Ce tableau montre Charcot en train de reproduire artificiellement chez sa patiente, Blanche Wittman, les symptômes associés au quatrième stade de la crise d'hystérie, sous hypnose. Ses assistants initiaient l'état d'hypnose avant la leçon, souvent en ayant recours au son d'un gong ou à un mouvement de pendule. Charcot utilisait la suggestion hypnotique pour déclencher la crise d'hystérie chez la patiente. Dans la scène représentée par Brouillet, la patiente est Blanche Wittman, observable à droite de Charcot, soutenue par l'assistant de celui-ci, Joseph Babinski. Le cou de Blanche Wittman est tourné vers la gauche, tandis que son bras et sa main gauche sont rigides, avec la posture caractéristique de la main, repliée sur elle-même. La surveillante générale, Marguerite Bottard, à droite de Babinski, ainsi que l'infirmière, Mlle Écary, à l'extrémité droite du tableau, parent à l'éventualité d'une chute de la patiente inconsciente[4].

Parmi les spectateurs, Georges Gilles de La Tourette, au premier plan, au centre du tableau, porte un tablier blanc ; Paul Richer, assis à la table à gauche de Charcot, un crayon à la main, dessine la scène ; Léon Le Bas, administrateur de l'hôpital, Jean-Baptiste Charcot, fils de Charcot, alors étudiant en médecine ; Jules Clarétie, journaliste, administrateur de la Comédie-Française et auteur en 1891 d'une nouvelle intitulée Les Amours d'un interne[5] ; Pierre Marie qui reprend la chaire de Charcot à la Salpêtrière en 1917.

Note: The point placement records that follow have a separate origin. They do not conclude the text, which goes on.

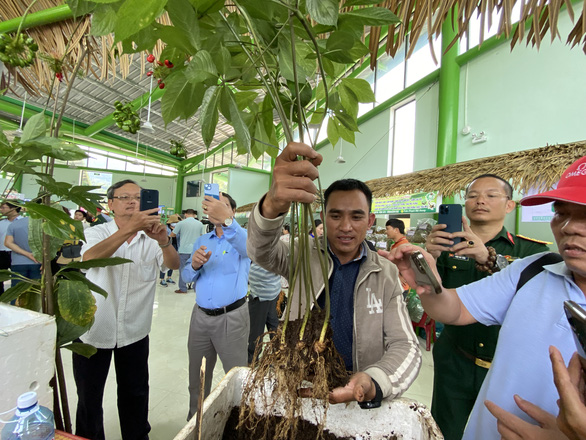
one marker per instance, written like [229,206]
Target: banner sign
[411,203]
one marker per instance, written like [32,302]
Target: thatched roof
[539,168]
[417,17]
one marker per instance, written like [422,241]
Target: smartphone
[451,215]
[423,274]
[149,199]
[212,190]
[577,318]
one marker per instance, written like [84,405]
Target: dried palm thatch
[64,41]
[539,168]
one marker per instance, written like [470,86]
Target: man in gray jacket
[371,326]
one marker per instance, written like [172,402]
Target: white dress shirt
[125,316]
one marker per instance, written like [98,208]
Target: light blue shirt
[532,320]
[187,231]
[224,278]
[18,229]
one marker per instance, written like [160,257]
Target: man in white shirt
[187,231]
[123,319]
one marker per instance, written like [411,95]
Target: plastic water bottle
[31,421]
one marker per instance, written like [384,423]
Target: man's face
[347,220]
[125,207]
[487,201]
[569,229]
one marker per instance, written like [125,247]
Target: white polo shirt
[125,316]
[532,320]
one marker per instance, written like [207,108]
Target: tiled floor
[168,370]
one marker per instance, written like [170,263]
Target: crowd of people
[504,364]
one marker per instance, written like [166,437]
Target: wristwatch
[501,261]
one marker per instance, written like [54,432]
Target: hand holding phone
[424,276]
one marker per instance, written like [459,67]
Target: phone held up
[423,273]
[212,190]
[577,318]
[149,199]
[451,216]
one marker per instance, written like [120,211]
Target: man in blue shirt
[219,323]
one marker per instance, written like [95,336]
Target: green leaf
[67,332]
[76,302]
[82,349]
[359,87]
[103,21]
[36,126]
[323,11]
[208,116]
[183,17]
[333,134]
[14,292]
[98,262]
[182,97]
[74,275]
[241,132]
[201,67]
[80,7]
[375,16]
[35,240]
[135,15]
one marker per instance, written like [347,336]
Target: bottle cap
[27,400]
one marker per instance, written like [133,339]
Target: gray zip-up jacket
[384,344]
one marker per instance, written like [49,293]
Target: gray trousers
[211,336]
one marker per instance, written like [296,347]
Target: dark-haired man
[371,326]
[123,319]
[9,212]
[462,355]
[220,322]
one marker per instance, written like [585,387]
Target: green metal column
[449,95]
[179,191]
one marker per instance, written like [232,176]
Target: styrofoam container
[406,419]
[27,355]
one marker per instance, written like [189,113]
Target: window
[402,144]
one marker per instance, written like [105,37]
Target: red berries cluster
[158,71]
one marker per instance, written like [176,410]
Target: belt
[222,310]
[480,362]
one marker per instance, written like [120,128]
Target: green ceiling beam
[138,103]
[47,16]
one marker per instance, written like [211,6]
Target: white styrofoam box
[405,418]
[27,355]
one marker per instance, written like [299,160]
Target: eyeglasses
[127,199]
[487,196]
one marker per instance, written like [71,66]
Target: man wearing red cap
[532,316]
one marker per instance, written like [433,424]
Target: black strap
[537,267]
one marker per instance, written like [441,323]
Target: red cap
[571,187]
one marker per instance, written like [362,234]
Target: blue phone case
[212,190]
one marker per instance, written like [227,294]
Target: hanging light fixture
[19,131]
[340,158]
[147,126]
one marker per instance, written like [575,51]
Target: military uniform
[462,354]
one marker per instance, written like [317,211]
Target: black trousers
[4,264]
[132,378]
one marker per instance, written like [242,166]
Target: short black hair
[231,200]
[110,192]
[348,185]
[508,187]
[11,205]
[396,223]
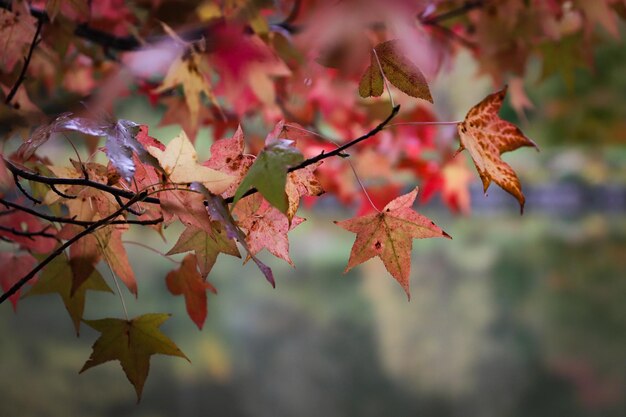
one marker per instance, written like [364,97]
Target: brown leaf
[486,137]
[398,69]
[389,235]
[188,282]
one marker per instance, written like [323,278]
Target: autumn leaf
[57,277]
[389,235]
[486,137]
[227,156]
[372,83]
[14,268]
[114,253]
[179,160]
[267,227]
[190,72]
[218,210]
[301,183]
[268,173]
[205,245]
[17,29]
[187,281]
[397,68]
[132,342]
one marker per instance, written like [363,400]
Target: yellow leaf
[179,160]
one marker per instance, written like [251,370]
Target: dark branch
[30,235]
[22,75]
[459,11]
[69,220]
[105,221]
[16,180]
[337,152]
[75,181]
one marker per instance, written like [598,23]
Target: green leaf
[400,71]
[268,174]
[131,342]
[205,246]
[57,277]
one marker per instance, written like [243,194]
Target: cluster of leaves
[296,67]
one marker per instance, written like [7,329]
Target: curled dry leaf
[486,137]
[57,277]
[188,282]
[398,70]
[179,160]
[389,235]
[227,156]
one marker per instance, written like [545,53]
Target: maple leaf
[205,245]
[113,252]
[301,183]
[132,342]
[218,210]
[188,282]
[389,235]
[227,156]
[57,277]
[398,69]
[486,137]
[268,173]
[267,227]
[16,33]
[179,160]
[15,267]
[190,72]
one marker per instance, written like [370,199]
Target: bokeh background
[515,317]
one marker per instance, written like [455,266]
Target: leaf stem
[382,74]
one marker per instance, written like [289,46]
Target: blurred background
[515,317]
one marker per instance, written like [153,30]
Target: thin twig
[68,220]
[16,180]
[103,222]
[150,248]
[459,11]
[358,179]
[22,75]
[382,74]
[30,235]
[74,181]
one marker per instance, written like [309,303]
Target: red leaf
[187,281]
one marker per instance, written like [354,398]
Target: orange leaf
[486,137]
[187,281]
[132,342]
[389,235]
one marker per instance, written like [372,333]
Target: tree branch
[336,152]
[105,221]
[30,235]
[22,75]
[32,176]
[68,220]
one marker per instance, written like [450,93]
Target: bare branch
[336,152]
[32,176]
[69,220]
[30,235]
[104,222]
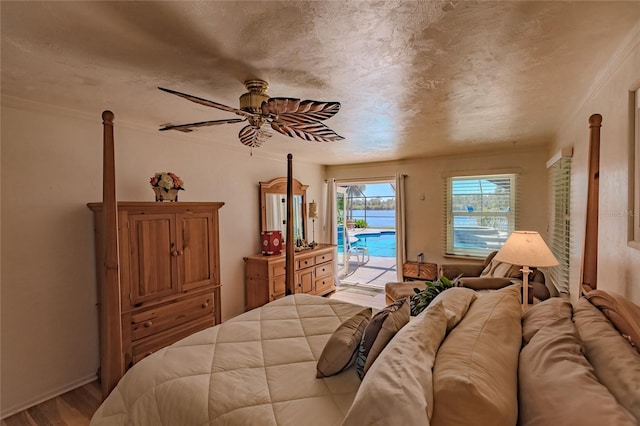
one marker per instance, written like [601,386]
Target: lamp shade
[313,210]
[526,248]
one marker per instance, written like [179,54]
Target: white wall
[618,264]
[51,167]
[425,218]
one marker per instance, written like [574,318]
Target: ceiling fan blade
[295,126]
[316,110]
[189,127]
[254,137]
[208,103]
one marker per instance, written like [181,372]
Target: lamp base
[525,287]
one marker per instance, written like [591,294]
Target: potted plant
[166,186]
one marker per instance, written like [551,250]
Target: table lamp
[526,248]
[313,214]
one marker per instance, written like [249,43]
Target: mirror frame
[279,186]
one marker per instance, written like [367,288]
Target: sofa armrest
[452,270]
[477,283]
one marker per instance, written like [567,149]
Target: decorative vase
[165,195]
[271,242]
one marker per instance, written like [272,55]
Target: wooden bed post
[590,255]
[289,258]
[111,363]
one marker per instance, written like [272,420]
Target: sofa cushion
[543,314]
[455,302]
[398,388]
[624,315]
[475,372]
[382,327]
[484,283]
[340,351]
[615,361]
[557,385]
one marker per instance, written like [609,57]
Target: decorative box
[271,242]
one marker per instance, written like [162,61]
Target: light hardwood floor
[74,408]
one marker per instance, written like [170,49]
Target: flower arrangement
[166,181]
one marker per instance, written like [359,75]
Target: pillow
[382,327]
[557,385]
[397,389]
[455,302]
[615,361]
[542,314]
[340,350]
[624,315]
[497,269]
[484,283]
[475,373]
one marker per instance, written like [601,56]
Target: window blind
[560,222]
[481,212]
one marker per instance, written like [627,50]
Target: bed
[469,358]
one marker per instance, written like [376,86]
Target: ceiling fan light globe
[252,102]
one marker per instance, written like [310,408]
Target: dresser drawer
[305,262]
[164,317]
[278,288]
[324,284]
[324,270]
[325,257]
[145,347]
[277,268]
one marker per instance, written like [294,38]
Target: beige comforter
[257,368]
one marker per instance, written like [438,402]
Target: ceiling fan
[289,116]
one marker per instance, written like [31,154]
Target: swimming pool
[381,244]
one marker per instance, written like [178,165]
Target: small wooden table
[412,271]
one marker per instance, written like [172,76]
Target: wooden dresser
[265,275]
[169,275]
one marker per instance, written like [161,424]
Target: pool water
[380,244]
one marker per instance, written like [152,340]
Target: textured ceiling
[414,78]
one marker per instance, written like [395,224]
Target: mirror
[273,207]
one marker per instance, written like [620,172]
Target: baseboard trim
[47,396]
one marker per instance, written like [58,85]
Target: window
[560,223]
[481,213]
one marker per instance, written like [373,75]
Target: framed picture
[634,178]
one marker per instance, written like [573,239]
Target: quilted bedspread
[258,368]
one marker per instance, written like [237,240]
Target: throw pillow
[497,269]
[382,327]
[624,315]
[340,350]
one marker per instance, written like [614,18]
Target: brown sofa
[496,277]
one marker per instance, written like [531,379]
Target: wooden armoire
[169,278]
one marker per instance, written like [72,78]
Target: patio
[374,272]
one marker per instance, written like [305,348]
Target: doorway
[366,212]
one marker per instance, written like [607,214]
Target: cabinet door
[195,248]
[152,259]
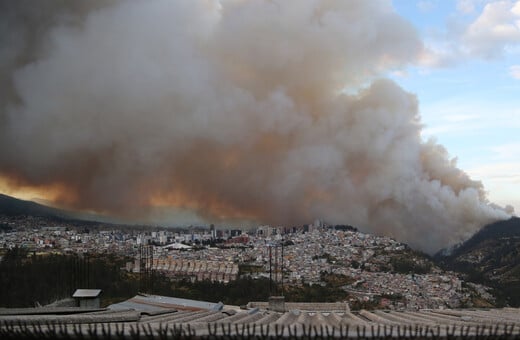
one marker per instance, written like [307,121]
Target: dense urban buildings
[374,270]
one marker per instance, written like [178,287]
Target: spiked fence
[49,330]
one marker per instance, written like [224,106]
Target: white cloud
[497,27]
[514,71]
[466,6]
[426,5]
[493,32]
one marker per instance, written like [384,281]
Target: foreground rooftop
[145,318]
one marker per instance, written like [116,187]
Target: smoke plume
[269,111]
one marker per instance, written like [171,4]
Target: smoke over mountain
[268,111]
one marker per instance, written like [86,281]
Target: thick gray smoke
[268,111]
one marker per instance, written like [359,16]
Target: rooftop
[156,316]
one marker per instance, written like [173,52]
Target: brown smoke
[268,111]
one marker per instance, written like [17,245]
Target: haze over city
[274,112]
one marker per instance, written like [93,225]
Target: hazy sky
[469,88]
[272,112]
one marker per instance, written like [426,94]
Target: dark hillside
[492,257]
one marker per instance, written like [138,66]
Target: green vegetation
[410,265]
[329,258]
[26,278]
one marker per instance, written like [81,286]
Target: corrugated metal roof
[375,323]
[151,303]
[86,293]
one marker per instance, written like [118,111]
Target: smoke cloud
[268,111]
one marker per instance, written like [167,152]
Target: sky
[468,89]
[398,117]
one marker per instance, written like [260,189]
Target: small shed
[87,298]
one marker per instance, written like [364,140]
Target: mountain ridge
[492,257]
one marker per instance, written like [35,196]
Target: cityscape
[369,265]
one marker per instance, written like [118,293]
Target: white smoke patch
[239,110]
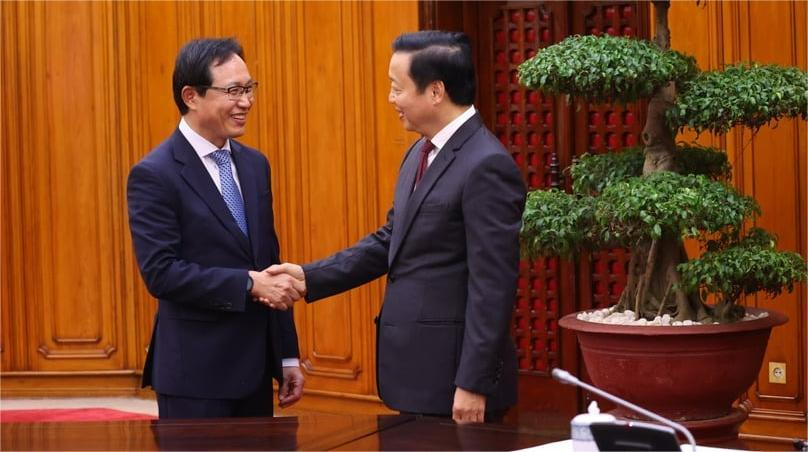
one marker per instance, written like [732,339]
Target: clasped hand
[279,286]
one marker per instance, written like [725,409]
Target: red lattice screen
[535,129]
[525,123]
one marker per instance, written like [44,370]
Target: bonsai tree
[651,198]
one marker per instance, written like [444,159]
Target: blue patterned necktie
[230,192]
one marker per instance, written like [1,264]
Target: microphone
[567,378]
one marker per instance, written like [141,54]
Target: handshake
[279,286]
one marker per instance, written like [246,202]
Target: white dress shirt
[442,137]
[203,149]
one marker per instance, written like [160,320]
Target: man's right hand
[278,290]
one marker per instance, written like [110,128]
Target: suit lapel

Sans le vouloir, le peintre met en évidence l'erreur de Charcot qui ne se rend pas compte du caractère artificiel de la situation : ses explications verbales et le tableau accroché au mur suggèrent à la malade la crise qu'elle commence à jouer. Deux infirmières sont déjà prêtes à la déposer sur la civière, lorsqu'elle s'effondrera totalement[6].

D'autre part, toute la lumière du tableau se dirige vers la gorge à demi-dénudée de la patiente. Deux ans plus tard, c'est chez Charcot que Sigmund Freud aura la révélation de la nature sexuelle de la névrose[7].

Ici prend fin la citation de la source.